Mais comment faisait-elle ?

- Ça va, je t'assure, ai-je marmonné.

- Arrête de me mentir, qu'est-ce qui se passe ?

J'ai poussé un long soupir - trop long et trop suspect. Mais curieusement, je voulais qu'elle s'en rende compte ; je voulais qu'elle sache, par-dessus tout.

Je connaissais Sara depuis mon entrée au lycée. Elle et moi étions dans la même classe, c'était comme ça qu'on s'était connu. Nous sommes devenus amis, et très vite, meilleurs amis. On se parlait tout le temps, passait nos journées ensemble ; c'était très vite devenu ambigu et nous sommes sortis ensemble. Et voilà, ça faisait trois ans. Trois ans. C'était vertigineux. Les gens autour de nous pensaient que c'était le grand amour, qu'on allait se marier, avoir des enfants. La réalité, c'était que Sara était ma première copine sérieuse ; et pour une raison que j'ignorais, je ne m'étais jamais, jamais imaginé faire ma vie avec elle. Et pourtant, le temps passait, et ça s'allongeait, et j'avais de plus en plus de mal à m'imaginer rompre avec elle, tout en pensant que je ne ferais jamais ma vie avec elle. Et si je restais avec elle, c'était parce que j'étais bien avec elle, mais je ne l'aimais plus comme avant. C'était juste devenu une habitude.

- Côme ?

Sara m'a sorti de mes pensées. J'ai croisé son regard, et pour la énième fois depuis que je connaissais Diane, je me suis senti coupable. Mais plus par rapport à mon infidélité ; cette fois-ci, c'était parce que je m'étais rendu compte que je n'étais plus amoureux d'elle. Et elle continuait tout de même à s'inquiéter pour moi.

- Je...

Ses yeux verts sondaient mon esprit, et ma bouche était incapable de lui dire. Mais comment pourrais-je lui dire ? Comment réagirait-elle ?

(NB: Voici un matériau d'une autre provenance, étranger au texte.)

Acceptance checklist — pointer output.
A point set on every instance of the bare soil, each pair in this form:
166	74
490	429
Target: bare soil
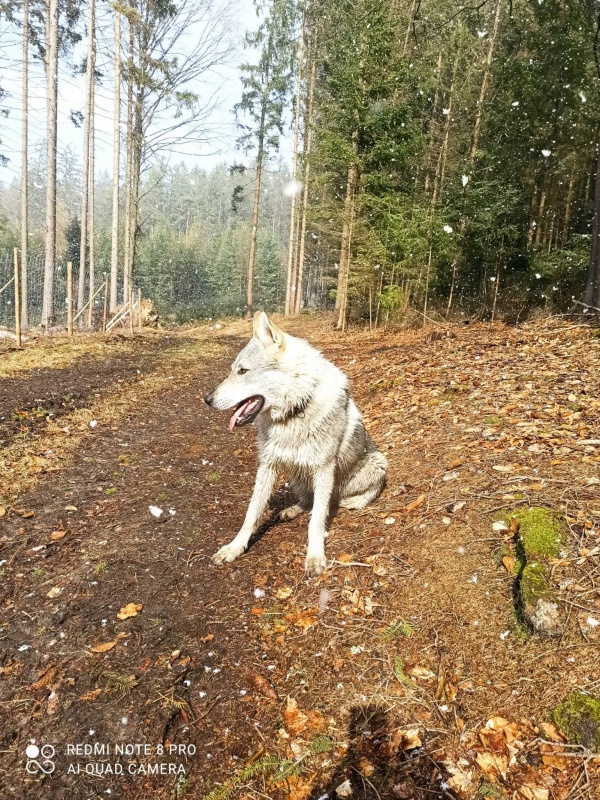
402	672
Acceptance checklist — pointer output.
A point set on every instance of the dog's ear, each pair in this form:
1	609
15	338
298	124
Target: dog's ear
267	333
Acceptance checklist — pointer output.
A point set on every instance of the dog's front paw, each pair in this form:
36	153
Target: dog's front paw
315	563
227	553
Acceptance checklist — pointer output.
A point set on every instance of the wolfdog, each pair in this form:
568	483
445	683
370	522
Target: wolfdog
308	427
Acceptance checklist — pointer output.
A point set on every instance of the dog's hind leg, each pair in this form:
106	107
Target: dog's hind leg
366	484
266	477
304	503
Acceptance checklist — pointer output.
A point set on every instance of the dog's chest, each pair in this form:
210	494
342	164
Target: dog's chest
291	446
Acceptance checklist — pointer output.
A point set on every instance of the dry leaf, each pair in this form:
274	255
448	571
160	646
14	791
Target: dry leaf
91	695
509	563
416	503
130	610
422	674
45	678
294	720
263	686
104	647
534	792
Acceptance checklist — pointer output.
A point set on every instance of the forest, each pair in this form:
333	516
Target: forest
444	161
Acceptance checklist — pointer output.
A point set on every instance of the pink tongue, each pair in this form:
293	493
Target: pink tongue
237	413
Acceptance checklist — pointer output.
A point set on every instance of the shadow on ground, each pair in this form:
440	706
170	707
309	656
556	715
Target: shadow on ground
370	771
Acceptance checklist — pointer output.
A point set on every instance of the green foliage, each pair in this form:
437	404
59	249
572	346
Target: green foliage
578	716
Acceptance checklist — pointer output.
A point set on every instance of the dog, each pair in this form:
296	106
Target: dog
308	427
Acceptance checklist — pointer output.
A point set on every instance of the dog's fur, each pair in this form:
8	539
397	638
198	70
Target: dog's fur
308	427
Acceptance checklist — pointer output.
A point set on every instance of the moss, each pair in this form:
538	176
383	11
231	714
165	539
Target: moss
578	716
534	585
539	532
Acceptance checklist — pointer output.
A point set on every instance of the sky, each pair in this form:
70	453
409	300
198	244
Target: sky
224	83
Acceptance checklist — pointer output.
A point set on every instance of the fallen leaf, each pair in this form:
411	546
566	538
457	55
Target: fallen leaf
104	647
509	563
534	792
422	674
91	695
416	503
263	686
130	610
294	720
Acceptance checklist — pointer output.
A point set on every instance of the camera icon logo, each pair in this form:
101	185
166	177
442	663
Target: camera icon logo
39	759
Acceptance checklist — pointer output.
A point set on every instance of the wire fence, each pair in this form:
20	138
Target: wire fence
35	291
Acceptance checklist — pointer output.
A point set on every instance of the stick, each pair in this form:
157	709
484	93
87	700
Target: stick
586	305
6	285
122	312
79	313
105	310
17	300
70	299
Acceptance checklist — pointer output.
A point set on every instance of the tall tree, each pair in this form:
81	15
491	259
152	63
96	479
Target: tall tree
87	128
51	64
266	88
24	170
114	248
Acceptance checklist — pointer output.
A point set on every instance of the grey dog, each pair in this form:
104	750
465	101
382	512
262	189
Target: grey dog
308	428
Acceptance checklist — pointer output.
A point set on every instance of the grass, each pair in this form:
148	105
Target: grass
21	465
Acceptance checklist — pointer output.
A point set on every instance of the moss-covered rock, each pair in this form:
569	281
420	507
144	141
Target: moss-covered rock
538	539
540	533
578	716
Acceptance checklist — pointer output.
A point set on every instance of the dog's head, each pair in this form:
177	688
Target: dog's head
256	382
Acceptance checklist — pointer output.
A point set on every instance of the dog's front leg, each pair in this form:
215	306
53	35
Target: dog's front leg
323	489
266	477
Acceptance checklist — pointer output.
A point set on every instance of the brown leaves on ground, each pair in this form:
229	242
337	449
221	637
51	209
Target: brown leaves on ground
503	754
263	686
297	721
130	610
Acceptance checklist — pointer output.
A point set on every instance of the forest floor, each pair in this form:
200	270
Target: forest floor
404	671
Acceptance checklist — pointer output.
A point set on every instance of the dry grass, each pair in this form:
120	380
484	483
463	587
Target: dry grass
26	460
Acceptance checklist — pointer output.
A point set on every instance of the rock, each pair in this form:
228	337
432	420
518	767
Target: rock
578	716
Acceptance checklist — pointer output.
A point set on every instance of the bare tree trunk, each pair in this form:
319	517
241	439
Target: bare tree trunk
24	170
484	83
128	163
409	27
592	287
114	247
289	294
568	206
52	111
256	202
83	247
92	160
308	137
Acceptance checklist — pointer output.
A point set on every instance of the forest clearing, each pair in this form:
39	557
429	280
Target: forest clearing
414	667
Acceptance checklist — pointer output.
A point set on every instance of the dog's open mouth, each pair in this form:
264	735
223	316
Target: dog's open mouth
246	411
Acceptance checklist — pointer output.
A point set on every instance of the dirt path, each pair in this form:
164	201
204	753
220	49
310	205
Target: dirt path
410	638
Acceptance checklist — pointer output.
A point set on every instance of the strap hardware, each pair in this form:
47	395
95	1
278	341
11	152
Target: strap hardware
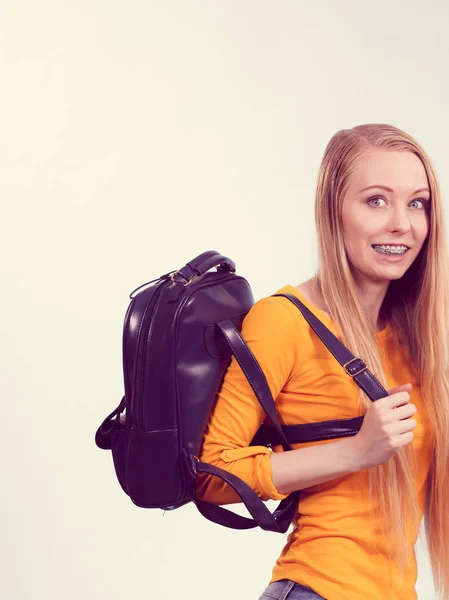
356	368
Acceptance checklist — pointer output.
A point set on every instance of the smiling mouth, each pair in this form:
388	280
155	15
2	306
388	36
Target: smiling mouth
392	250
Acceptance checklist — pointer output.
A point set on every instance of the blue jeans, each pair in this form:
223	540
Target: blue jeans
288	590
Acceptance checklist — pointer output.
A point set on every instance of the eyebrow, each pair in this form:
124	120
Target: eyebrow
384	187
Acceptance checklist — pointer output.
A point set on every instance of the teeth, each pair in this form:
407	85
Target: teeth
387	249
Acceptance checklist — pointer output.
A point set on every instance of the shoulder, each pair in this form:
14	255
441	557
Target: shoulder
277	314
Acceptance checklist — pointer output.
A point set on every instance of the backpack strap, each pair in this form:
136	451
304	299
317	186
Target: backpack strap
278	521
354	367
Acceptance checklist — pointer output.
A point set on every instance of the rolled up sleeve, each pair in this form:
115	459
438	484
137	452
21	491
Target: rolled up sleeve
269	329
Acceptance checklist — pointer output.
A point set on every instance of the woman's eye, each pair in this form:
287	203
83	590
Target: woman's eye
377	200
422	202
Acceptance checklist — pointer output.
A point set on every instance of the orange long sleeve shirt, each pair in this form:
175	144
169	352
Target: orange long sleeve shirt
336	547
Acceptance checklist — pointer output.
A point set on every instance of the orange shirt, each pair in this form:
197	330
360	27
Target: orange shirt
336	547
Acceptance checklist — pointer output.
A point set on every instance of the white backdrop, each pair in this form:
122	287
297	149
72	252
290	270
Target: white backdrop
134	136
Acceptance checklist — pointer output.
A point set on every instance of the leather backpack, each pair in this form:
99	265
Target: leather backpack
180	333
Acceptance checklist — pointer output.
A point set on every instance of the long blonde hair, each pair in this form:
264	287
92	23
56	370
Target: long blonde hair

- Il faut que j'aille prendre l'air, ai-je dit.

Je me suis levé et ai laissé Sara seule sur le canapé. Je suis allé dans notre chambre et ai ouvert la fenêtre. La ville était loin d'être calme, le dimanche. J'ai attrapé le paquet de cigarettes sur le rebord de la fenêtre et en ai fumé une, les yeux rivés sur les passants. Il ne faisait pas très beau, ce dimanche, le ciel était gris et il faisait presque froid.

Bastien, Thomas et Alice me disaient de choisir. Choisir entre Diane et Sara. La question ne se posait même pas ; mais le vrai problème, ce n'était pas mes sentiments. C'était ma lâcheté. Jamais je n'arriverais à rompre avec Sara, ni lui dire que je la trompais, ni que je ne l'aimais plus. Peut-être que je n'en avais pas envie ; ça faisait trois ans qu'on était ensemble et on était bien, tous les deux. J'avais peur de l'inconnu, encore plus peur de Diane.

Tout s'emmêlait dans mon esprit. Alors quoi, j'aimais Diane mais j'avais peur d'être avec elle ? Et j'aimais être avec Sara mais je ne l'aimais plus elle, et j'avais peur de lui dire ? Ça n'avait aucun sens. Je me croyais dans un film à l'eau de rose ou dans un livre d'amour sans queue ni tête.

Sara est entrée dans la chambre. En la regardant ainsi, sur le pas de la porte, je me suis rendue compte que ça faisait longtemps qu'elle et moi, on n'avait pas fait l'amour. Qu'on n'avait pas partagé un baiser langoureux. Ni un autre moment romantique. Elle aussi devait s'en être rendue compte.

Ça ne me manquait même pas. J'étais monstrueux.

Elle a marché jusqu'à moi, a posé une main dans mon dos, et nous avions regardé la rue en silence. Oui, elle comme moi nous en étions rendus compte.